The search loop implementation in MTCSP combines Optuna with custom functionalities as needed, rather than simply utilizing Optuna’s core features. Below is a sequence diagram illustrating the initialization phase of the search process. The search is controlled by an “Experiment” class, which serves as a wrapper around Optuna’s “Study” class responsible for managing the search process. This class provides various convenient features for MTCSP users, including:

– add_pure_atoms: Adds single-atom crystals corresponding to specified elemental systems

– create_initial_population: Generates initial populations for MTCSP-specific genetic algorithms

These functionalities internally invoke Optuna’s API while handling structure generation and persistence. When persisting structures, instead of storing them directly in Optuna’s storage, we use a separate external “Structures Store” for storage. The Structures Store is a file-based storage system. While Optuna’s storage typically uses relational databases like MySQL, storing relatively large crystal structures as strings directly in this database would be inefficient, so we use this alternative approach for crystal structures. The initialization phase is executed in a single process with a single thread.

Fig2: Sequence diagram for the initialization phase in MTCSP

Below is the sequence diagram for the core search loop mechanism. The search loop is initiated by the Experiment’s search method. This entire loop is managed by Optuna’s Study class, which coordinates with specialized MTCSP algorithms, the structure evaluation Relaxer, and the branch pruning Rejecter to generate, evaluate, and efficiently prune candidate crystal structures asynchronously and in parallel. This search loop can be executed both asynchronously and in parallel – supporting both thread/process parallelism on a single node and multi-node execution across large-scale computational infrastructures, all within the same unified framework.

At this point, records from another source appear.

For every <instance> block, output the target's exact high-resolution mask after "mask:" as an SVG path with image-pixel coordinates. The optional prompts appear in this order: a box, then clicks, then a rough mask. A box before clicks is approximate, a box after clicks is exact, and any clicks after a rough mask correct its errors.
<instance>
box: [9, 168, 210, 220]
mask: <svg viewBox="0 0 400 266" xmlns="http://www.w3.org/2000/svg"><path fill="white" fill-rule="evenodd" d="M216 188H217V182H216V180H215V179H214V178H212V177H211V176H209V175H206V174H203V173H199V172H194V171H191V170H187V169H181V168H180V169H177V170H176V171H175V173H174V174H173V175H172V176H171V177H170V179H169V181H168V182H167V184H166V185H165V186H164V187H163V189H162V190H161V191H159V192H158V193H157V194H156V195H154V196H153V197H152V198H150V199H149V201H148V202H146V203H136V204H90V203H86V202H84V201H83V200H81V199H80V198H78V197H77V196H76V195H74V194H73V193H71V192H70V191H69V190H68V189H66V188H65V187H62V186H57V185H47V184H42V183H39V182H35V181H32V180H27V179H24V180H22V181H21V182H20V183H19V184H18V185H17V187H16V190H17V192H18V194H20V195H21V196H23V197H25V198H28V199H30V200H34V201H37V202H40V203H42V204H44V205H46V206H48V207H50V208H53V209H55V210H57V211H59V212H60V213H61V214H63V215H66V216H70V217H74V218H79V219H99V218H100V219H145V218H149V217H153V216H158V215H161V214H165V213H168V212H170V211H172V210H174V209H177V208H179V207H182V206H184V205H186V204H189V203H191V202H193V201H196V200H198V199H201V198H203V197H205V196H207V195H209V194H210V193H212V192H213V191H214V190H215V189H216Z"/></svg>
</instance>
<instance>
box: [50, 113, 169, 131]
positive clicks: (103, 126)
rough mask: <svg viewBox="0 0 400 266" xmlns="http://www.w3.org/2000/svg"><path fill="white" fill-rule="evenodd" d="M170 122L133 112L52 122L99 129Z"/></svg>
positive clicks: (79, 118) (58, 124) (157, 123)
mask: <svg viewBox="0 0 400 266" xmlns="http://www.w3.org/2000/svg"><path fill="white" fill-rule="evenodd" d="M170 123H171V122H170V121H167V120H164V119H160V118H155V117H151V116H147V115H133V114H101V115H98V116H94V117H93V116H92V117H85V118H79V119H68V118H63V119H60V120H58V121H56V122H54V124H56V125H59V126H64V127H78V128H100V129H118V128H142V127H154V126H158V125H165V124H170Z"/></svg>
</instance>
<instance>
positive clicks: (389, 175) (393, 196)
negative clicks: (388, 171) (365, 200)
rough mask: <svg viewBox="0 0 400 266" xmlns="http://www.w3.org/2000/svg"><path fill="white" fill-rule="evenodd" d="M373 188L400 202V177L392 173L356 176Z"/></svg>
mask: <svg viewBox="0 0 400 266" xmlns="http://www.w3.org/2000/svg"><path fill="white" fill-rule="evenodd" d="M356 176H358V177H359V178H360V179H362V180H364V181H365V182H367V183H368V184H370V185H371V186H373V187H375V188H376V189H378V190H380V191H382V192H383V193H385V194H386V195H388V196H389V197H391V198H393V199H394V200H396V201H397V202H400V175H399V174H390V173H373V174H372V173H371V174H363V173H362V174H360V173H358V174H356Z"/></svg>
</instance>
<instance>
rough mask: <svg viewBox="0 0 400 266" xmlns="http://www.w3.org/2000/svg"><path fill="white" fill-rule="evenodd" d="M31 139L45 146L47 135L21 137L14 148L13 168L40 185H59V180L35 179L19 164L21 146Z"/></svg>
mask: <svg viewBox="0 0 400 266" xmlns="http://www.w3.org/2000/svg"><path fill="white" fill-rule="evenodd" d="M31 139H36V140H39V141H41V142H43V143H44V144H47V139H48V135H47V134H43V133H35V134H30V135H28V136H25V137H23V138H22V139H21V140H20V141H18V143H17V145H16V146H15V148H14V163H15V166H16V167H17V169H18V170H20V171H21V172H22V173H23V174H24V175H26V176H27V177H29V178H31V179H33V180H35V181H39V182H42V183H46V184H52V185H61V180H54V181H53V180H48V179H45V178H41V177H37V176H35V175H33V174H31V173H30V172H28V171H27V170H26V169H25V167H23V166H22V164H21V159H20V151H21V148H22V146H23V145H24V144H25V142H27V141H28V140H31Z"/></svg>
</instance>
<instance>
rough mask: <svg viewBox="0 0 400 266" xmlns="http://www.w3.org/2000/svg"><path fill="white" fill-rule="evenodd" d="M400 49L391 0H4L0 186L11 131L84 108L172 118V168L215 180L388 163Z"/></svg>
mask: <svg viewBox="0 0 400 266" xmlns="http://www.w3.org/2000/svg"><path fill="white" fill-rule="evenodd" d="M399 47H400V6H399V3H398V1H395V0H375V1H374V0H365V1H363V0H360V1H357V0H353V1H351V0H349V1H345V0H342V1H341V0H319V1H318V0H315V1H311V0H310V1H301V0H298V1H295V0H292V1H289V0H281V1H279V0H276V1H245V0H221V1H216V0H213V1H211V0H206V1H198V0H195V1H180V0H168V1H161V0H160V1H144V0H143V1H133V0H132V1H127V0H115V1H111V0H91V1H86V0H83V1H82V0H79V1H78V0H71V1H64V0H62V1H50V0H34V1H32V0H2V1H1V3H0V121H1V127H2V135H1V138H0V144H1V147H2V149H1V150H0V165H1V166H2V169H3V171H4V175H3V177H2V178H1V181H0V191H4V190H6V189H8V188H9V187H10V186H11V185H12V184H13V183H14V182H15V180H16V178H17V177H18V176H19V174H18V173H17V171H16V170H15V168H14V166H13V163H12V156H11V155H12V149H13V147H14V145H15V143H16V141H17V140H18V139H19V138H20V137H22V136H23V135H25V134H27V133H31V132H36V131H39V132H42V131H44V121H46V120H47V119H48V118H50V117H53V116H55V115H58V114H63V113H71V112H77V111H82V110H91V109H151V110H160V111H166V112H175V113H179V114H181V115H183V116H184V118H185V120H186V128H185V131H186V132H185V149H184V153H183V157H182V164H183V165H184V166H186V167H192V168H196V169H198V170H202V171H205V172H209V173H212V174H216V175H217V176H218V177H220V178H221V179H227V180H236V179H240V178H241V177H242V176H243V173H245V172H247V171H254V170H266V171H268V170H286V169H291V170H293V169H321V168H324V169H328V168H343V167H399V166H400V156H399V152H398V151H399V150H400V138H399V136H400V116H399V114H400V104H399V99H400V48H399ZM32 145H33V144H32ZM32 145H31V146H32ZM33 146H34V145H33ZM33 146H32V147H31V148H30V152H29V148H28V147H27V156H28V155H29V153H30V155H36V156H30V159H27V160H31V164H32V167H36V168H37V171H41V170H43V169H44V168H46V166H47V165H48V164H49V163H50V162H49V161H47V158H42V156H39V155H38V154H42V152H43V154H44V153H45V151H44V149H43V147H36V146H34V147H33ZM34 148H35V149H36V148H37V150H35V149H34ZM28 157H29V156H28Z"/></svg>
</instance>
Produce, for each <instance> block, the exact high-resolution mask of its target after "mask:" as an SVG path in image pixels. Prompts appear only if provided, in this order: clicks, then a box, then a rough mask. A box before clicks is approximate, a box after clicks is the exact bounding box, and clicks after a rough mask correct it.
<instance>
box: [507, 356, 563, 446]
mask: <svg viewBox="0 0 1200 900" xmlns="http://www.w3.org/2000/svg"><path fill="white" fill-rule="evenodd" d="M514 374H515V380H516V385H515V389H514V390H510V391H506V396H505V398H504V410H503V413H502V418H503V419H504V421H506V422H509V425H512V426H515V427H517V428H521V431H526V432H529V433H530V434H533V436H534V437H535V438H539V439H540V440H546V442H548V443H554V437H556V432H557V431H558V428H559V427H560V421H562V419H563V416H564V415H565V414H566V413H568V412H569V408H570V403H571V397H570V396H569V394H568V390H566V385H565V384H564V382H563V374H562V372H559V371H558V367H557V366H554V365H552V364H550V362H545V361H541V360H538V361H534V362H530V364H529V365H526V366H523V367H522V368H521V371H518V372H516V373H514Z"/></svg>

Fig3: Sequence diagram of the search loop in MTCSP

This integration demonstrates the inseparable relationship between MTCSP and Optuna. There are several key reasons for this configuration:

• The excellent compatibility between PFN’s large-scale computing cluster and Optuna. Optuna’s asynchronous processing support enables efficient evaluation of hundreds of thousands of structures.
• The ability to run the same code on both the computing cluster and alternative platforms (such as Matlantis) with minimal configuration changes.
• The ability to benefit from Optuna’s ongoing development as an open source project. MTCSP has indeed gained advantages like database performance improvements, resulting in continuous efficiency gains in its workload processing.

Conclusion

This article explained how Matlantis CSP (MTCSP) incorporates the black-box optimization framework Optuna to enable “efficient, intelligent crystal structure prediction with minimal computational effort.” While crystal structure prediction presents challenges due to its vast search space, high evaluation costs, and the need to adjust search strategies based on different elemental systems, MTCSP addresses these by combining specialized algorithms designed for crystal structure prediction with Optuna’s expertise in asynchronous parallel search loop management. This approach allows efficient exploration even within realistic computational budgets.

We will continue developing both Optuna and MTCSP while fully leveraging their synergistic effects to enhance service quality. We hope MTCSP will serve as a valuable tool for advancing material discovery, helping researchers make meaningful progress in their development and research efforts.